No, just, if they like this book, maybe to look for my others and try them, too.
“I was in Japan at the time the US bombing campaign started,” he says. “Restless in my hotel room one night, the first poem came to me, and I knew I had to write the book.”
David Novak was born in 1962 in Elmhurst, Illinois. After a stint living in Asia (where he helped sell bicycles for a Taiwanese trading company), he moved to Chicago, where he has resided for the past 17 years, working for temp agencies and taking odd jobs—“I’ve done everything from messengering to substitute teaching in grammar schools,” he says—all in an effort to buy the time to write.
His efforts have paid off, and now he is the author of several books of poetry: Embodiment & Release, Sonnets, and The Requiem, an epic poem, in addition to nine verse plays. He writes in a traditional style, “rhyme, meter, all that. I think I’m the first person to have tried the Spenserian stanza in as long as I can remember,” he says, referring to his epic.
“I thought I had given up writing [after The Requiem],” he states, “but then the World Trade Center and the other events of 9-11 occurred, and I realized, for a poet, thoughts of retirement are foolish if not selfish. When the Muse beckons, you have to answer.” He says that even though many poets have responded to the crisis with silence: for example, even current Poet Laureate Billy Collins avowed that he will not—not ever—address the tragedy in poetry.
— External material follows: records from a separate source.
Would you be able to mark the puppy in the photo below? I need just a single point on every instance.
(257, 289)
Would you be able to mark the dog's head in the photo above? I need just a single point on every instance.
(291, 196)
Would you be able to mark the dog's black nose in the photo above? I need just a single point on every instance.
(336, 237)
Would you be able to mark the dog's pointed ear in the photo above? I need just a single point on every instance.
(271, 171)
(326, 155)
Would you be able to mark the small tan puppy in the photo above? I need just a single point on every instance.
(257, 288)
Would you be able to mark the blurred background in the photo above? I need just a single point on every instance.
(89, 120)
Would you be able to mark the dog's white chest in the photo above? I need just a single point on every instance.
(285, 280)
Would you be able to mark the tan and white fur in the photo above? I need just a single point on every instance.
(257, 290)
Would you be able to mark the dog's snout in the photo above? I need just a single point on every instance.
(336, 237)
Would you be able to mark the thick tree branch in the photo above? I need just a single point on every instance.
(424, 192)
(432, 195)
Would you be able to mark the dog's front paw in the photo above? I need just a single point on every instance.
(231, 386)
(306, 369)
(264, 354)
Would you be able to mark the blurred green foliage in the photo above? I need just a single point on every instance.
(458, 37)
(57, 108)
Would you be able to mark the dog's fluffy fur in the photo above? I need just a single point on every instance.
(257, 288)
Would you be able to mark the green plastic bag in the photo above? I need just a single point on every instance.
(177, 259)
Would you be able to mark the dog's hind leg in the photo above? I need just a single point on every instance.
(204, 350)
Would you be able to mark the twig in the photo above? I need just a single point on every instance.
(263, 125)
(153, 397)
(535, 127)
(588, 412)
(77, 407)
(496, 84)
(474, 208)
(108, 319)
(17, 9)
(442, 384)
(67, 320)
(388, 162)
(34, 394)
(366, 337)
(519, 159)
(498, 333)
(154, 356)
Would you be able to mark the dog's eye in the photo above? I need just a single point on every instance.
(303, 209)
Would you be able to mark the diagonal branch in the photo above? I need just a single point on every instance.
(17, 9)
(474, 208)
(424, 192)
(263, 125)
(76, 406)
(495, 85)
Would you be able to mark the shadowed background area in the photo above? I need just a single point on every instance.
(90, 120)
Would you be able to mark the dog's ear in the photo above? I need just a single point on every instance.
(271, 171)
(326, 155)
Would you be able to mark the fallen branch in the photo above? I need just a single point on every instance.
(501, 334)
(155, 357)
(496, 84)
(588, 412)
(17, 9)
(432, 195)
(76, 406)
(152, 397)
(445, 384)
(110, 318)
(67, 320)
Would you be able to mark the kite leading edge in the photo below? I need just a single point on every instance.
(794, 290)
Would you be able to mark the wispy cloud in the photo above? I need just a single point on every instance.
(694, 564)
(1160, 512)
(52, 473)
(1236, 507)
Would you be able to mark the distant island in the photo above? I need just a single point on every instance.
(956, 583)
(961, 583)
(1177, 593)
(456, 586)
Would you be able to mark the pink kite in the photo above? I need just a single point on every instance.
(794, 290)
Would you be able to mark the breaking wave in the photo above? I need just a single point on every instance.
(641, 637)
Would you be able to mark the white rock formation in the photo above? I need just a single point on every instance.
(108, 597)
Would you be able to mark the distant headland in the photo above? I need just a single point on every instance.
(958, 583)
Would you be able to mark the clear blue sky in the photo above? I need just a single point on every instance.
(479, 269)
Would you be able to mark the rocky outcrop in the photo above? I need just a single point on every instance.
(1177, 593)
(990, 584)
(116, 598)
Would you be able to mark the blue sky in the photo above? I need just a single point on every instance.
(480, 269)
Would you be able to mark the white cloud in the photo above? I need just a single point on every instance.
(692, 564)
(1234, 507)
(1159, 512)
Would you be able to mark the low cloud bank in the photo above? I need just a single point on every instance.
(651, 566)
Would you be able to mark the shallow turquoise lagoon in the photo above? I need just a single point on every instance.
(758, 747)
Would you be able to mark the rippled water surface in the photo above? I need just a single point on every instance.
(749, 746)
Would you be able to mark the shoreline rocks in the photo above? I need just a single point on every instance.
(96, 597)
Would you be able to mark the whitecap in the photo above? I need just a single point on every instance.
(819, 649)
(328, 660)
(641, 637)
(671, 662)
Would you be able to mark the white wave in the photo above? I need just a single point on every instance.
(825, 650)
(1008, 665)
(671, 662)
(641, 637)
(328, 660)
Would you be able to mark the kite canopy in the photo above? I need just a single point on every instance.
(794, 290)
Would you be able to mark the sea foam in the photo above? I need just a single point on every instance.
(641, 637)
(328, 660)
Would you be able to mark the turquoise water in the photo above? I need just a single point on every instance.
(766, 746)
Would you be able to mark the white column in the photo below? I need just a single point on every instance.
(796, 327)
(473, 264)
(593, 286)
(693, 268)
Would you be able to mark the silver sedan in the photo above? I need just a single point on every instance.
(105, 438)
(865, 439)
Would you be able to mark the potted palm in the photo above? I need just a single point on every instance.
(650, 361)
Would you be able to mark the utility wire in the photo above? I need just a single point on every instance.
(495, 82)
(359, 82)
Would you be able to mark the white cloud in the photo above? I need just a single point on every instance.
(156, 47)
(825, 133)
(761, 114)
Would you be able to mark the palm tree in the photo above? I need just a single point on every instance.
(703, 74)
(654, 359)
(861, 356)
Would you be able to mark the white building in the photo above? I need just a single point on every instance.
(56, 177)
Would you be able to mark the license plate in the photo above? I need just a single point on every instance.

Why are the poems in Against Holy War so short?
I felt that the event was obviously momentous in the history of our nation, and so needed to be dealt with—even marked—with a book of its own. I had already dealt with many of the surrounding issues, most pertinently the relationship of Christianity to the Muslim world, in previous books. Against Holy War represents a distillation of that, and focuses on the event and its implications.
I notice there are several references to the Buddha in the book. Is that intentional?
Well, remember, I had been traveling in Japan in the immediate aftermath of the attacks. There was a lot of anxiety in the air, particularly at airports. And I visited these temple grounds that were so incredibly serene, despite the influx of tourists they receive. In Japanese museums I was exposed to the ancient artifacts of Afghan Buddhism, which probably would have been destroyed had they remained in the country, just like the standing Buddhas that were blown up by the Taliban. And then I went to Kamakura. All of these thoughts were playing in my mind when I came to write the book.
Some of the things in the book don’t seem to have anything to do with 9-11.
I think that you must be referring to the poems about love, and making love. That’s because I really think the situation may be no more complex than “making love instead of war.” I know it’s a cliche, but sitting down to do some meditation, instead of lashing out at others.
How have the responses been to the book?
Very favorable. I’ve had one or two people who feel that my “faith-based response” (as they see it) doesn’t work for them. But I am a Christian not to mention a product of a Christian culture, so my response is necessarily going to come through that filter. I think the blurb from Bishop Spong on the back cover sets the right tone, however. This isn’t meant as a book exclusively for Christians, or even for Theists, but for all of humanity, and most particularly of course my own countrymen.
I notice there are very few angry poems in the book.
That’s really the point. The point is, it’s rage and unexamined anger that’s behind all this, that’s behind all the hatred in the Mideast and everywhere in the world. Anger is a natural response, but it is not always the best response, and it bothers me when our leaders encourage people to stir up their anger, to engage in name calling—“cowards” and all that. What was it Gandhi said, if everybody follows the philosophy of an eye for an eye, you wind up with a world of one-eyed people. Or worse.
Are there any other things you’d like our readers to know?
No, just, if they like this book, maybe to look for my others and try them, too.